📅 May 7, 2026
INTIS Lab collaborated with PATH to conduct field testing on rail track corrugation and weld conditions. The team collected measurement data to better understand track surface irregularities, weld performance, and potential safety concerns. This collaboration supports the development of data-driven rail infrastructure assessment methods, helping improve maintenance planning, strengthen track reliability, and promote safer railway operations for passengers, workers, and surrounding communities across the regional network through continuous research and innovation.
January 2026
The research was presented as a poster at the Transportation Research Board (TRB) 2026 Annual Meeting in Washington, DC. The study applies survival analysis to investigate the deterioration process of concrete bridge decks and demonstrates how National Bridge Inventory data can support infrastructure condition assessment.
The presentation highlighted a data-driven approach for understanding deterioration mechanisms, estimating service-life patterns, and informing long-term bridge maintenance and rehabilitation planning.
December 2025
Prof. Yun Bai presented this research at the Bruce Podwal Seminar at the City College of New York (CCNY). The seminar introduced a risk-based framework for highway transportation infrastructure management that connects asset condition, hazard exposure, failure consequences, and economic impacts.
The talk also discussed how transportation agencies can use quantitative risk information to prioritize maintenance and resilience investments, compare intervention strategies, and support transparent long-term capital planning.
📅 November 2025
Poster: Deep Residual Network-Based Detection of Train Acoustic Warning Signals
PhD Student Chenglue Huang presented a poster at the NJIT Graduate Student Association forum, showcasing a lightweight, customized ResNet for real-time detection of train horns and bells. The work addresses a key gap in rail-grade crossing safety: acoustic warnings often provide the earliest signal when visibility is poor, yet legacy detectors struggle with short, high-noise events. Trained on 900+ hours of field audio from the Greater Boston area, the model leverages log–mel spectrograms, focal loss, and SpecAugment to stay robust amid traffic, crowd noise, and weather. By enabling low-latency, edge-ready acoustic sensing, the approach complements camera-based systems and strengthens multimodal monitoring for rail safety and intelligent infrastructure.
📅 October 2025
INTIS Lab is collaborating with Rutgers CAIT on a rail track inspection initiative headquartered at 18 Throckmorton St, Freehold, NJ 07728. The team is deploying multi-sensor data collection (vision, vibration, and acoustic sensing) alongside AI-driven defect detection to assess rail integrity, joint conditions, and ballast health.

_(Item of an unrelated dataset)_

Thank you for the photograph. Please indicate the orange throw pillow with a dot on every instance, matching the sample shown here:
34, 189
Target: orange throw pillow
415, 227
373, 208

The project will produce a repeatable inspection workflow that fuses field data with historical maintenance logs to prioritize interventions, reduce inspection cycles, and inform capital planning. Early pilots are guiding a scalable toolkit for agencies to enhance safety, resilience, and cost-effective maintenance across regional rail corridors.
July 2025
The research was presented at the 25th COTA International Conference of Transportation Professionals in China. The work explores the use of generative models for detecting hazards along railway side slopes from visual data.
The presentation described an AI-assisted monitoring workflow designed to improve the identification of potentially unsafe slope conditions and support more efficient railway inspection and risk screening.
June 2025
The work was presented orally at the World Dredging Congress & Exposition 2025 in San Diego, California. The presentation introduced methodology and decision-support tools for coordinating navigation channel dredging activities over multiple years.
The research considers dredging requirements, project timing, material placement alternatives, and management constraints to support more strategic and cost-effective maritime asset planning.
January 2025
The research was presented orally at the Transportation Research Board (TRB) 2025 Annual Meeting in Washington, DC. The work focuses on an efficient railway track segmentation network designed for deployment on resource-constrained computing platforms.
The presentation discussed model optimization with TensorRT and the importance of lightweight computer vision for practical, low-latency railway inspection and monitoring applications.
January 2025
The research was presented as a poster at the Transportation Research Board (TRB) 2025 Annual Meeting in Washington, DC. The study investigates onboard metro train localization through the fusion of train-motion information and track-geometry features.
The proposed approach supports more reliable train positioning in rail environments where satellite-based localization may be unavailable or insufficient for operational needs.